This is my first time writing on the board.   

I am having some issues with my mom regarding wedding planning and I was wondering if any of you had any insight. I don't know if my mother is BPD or NPD, but she has traits of both disorders. My BF of 5 years recently told her that he was proposing soon and she is already attempting to make our experience unpleasant. I do not want my wedding to be yet another event that leaves me in a fit of tears and panic, and I do not want to allow her to make my future engagement and wedding planning hell.

Some background: My mother has been emotionally and verbally abusive my entire life, and she is also physically inappropriate.
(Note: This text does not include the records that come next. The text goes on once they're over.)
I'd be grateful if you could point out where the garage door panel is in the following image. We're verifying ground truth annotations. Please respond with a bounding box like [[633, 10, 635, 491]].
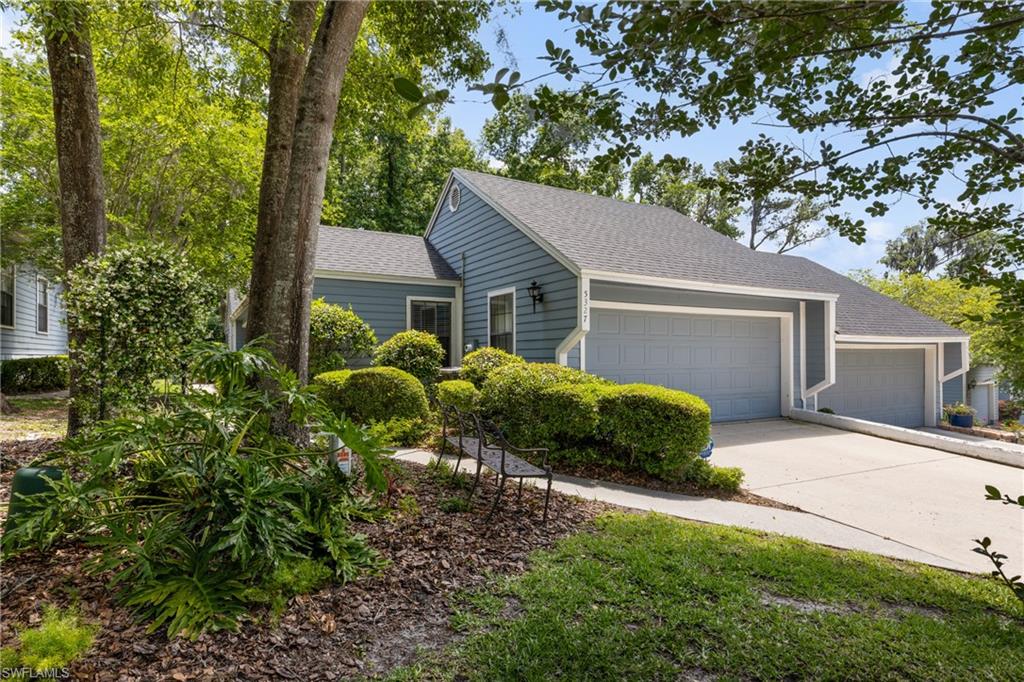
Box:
[[587, 310, 781, 421], [818, 348, 925, 428]]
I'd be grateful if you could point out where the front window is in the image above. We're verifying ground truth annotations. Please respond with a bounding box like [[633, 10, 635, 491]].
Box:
[[36, 278, 50, 334], [409, 300, 452, 367], [487, 290, 515, 353], [0, 265, 14, 327]]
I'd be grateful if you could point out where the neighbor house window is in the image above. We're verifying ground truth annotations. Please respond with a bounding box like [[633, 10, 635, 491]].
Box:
[[487, 289, 515, 353], [36, 278, 50, 334], [0, 265, 14, 327], [409, 299, 452, 367]]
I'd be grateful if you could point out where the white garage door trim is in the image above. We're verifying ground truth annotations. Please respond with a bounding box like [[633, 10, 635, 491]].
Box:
[[580, 301, 804, 417], [831, 343, 938, 426]]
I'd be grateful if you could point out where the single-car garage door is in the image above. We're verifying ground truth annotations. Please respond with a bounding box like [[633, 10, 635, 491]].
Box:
[[818, 349, 925, 428], [586, 309, 781, 421]]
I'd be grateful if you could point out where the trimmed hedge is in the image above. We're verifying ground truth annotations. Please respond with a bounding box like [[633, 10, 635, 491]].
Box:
[[374, 329, 444, 386], [460, 346, 526, 388], [598, 384, 711, 477], [0, 355, 70, 395], [313, 367, 427, 424], [437, 379, 480, 412]]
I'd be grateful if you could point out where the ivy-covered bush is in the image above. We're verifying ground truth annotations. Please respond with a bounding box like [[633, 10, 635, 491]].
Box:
[[0, 355, 68, 394], [374, 329, 444, 386], [480, 363, 611, 447], [460, 346, 526, 388], [0, 344, 386, 637], [63, 244, 215, 421], [598, 384, 711, 477], [437, 379, 480, 412], [309, 298, 377, 376]]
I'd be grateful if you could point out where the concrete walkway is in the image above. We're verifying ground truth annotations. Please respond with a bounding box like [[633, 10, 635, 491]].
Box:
[[395, 450, 970, 570]]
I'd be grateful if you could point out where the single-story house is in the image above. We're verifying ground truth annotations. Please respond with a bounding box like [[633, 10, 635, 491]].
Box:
[[0, 263, 68, 359], [232, 170, 969, 427]]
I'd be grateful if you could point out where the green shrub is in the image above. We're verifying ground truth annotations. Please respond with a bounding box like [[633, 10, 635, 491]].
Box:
[[2, 606, 96, 673], [599, 384, 711, 478], [480, 363, 611, 447], [309, 298, 377, 376], [374, 329, 444, 386], [460, 346, 526, 388], [0, 355, 69, 394], [437, 379, 480, 412], [313, 367, 427, 424]]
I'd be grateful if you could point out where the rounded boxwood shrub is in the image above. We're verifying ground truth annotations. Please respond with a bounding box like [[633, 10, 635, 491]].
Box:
[[313, 367, 427, 424], [461, 346, 526, 388], [374, 329, 444, 386], [437, 379, 480, 412], [0, 355, 70, 394], [598, 384, 711, 478]]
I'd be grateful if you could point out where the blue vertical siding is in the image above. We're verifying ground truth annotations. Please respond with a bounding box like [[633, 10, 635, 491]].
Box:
[[0, 263, 68, 359], [427, 180, 577, 363]]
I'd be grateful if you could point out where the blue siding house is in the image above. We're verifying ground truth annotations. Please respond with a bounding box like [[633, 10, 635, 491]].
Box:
[[236, 169, 969, 427], [0, 263, 68, 359]]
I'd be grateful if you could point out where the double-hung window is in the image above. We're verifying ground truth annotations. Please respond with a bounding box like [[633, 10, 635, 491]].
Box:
[[487, 289, 515, 353]]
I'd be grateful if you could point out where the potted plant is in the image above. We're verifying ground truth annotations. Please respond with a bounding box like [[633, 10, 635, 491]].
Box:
[[945, 402, 975, 429]]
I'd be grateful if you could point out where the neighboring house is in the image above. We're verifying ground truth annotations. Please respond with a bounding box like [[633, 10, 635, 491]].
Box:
[[0, 263, 68, 359], [236, 170, 968, 427]]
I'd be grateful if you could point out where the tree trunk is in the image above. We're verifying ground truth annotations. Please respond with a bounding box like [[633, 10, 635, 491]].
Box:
[[43, 1, 106, 435], [249, 1, 369, 383]]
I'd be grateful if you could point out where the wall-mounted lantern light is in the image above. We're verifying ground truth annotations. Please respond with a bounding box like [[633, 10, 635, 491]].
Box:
[[526, 280, 544, 312]]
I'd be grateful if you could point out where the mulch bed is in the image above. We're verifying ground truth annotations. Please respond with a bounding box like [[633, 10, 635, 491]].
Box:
[[0, 441, 613, 680]]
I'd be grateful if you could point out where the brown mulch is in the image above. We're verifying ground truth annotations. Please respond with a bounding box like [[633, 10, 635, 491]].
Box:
[[0, 443, 614, 680], [554, 456, 804, 511]]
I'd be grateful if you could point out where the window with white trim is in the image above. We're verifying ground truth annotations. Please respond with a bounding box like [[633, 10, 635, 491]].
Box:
[[0, 265, 15, 327], [36, 278, 50, 334], [487, 289, 515, 353]]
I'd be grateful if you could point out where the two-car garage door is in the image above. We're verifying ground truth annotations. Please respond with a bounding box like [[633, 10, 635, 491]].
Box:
[[586, 309, 781, 421]]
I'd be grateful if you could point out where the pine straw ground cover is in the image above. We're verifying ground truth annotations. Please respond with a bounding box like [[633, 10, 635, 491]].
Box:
[[0, 441, 607, 680]]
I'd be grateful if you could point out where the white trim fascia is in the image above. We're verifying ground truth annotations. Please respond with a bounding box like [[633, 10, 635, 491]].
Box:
[[581, 269, 839, 301], [487, 287, 518, 355], [406, 287, 462, 367], [0, 263, 17, 329], [313, 269, 461, 287], [36, 273, 50, 336], [440, 170, 580, 275], [589, 301, 794, 417]]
She is at her worst when there is a special event that is even the slightest bit about me. Birthdays, Christmases, graduations, school events, etc. have been hell since I was an adolescent. I was routinely grounded for perceived slights and made-up offenses the day before or the day of my birthday. She planned a Sweet 16 birthday dinner for me and all my friends and then made me pay for it when the check came. As an adult, my mother has started arguments with me on my birthday so that I was in tears before going out, and she has called my family and cancelled family birthday dinner plans behind my back. Regarding my boyfriend, whom she tells everyone she loves, she makes sexually inappropriate comments to/about us and tells me that he is going to leave me eventually. My BFs mother died earlier this year and she has made him upset several times by telling him how much his own mother's death affected HER (she met his mom twice). When his mother was sick, my mother berated me for not "spending time with [my] OWN mother." When I called my mother after I had literally watched my BFs mother die, she got angry with me because she assumed that I didn't tell his mom that she was thinking about her enough.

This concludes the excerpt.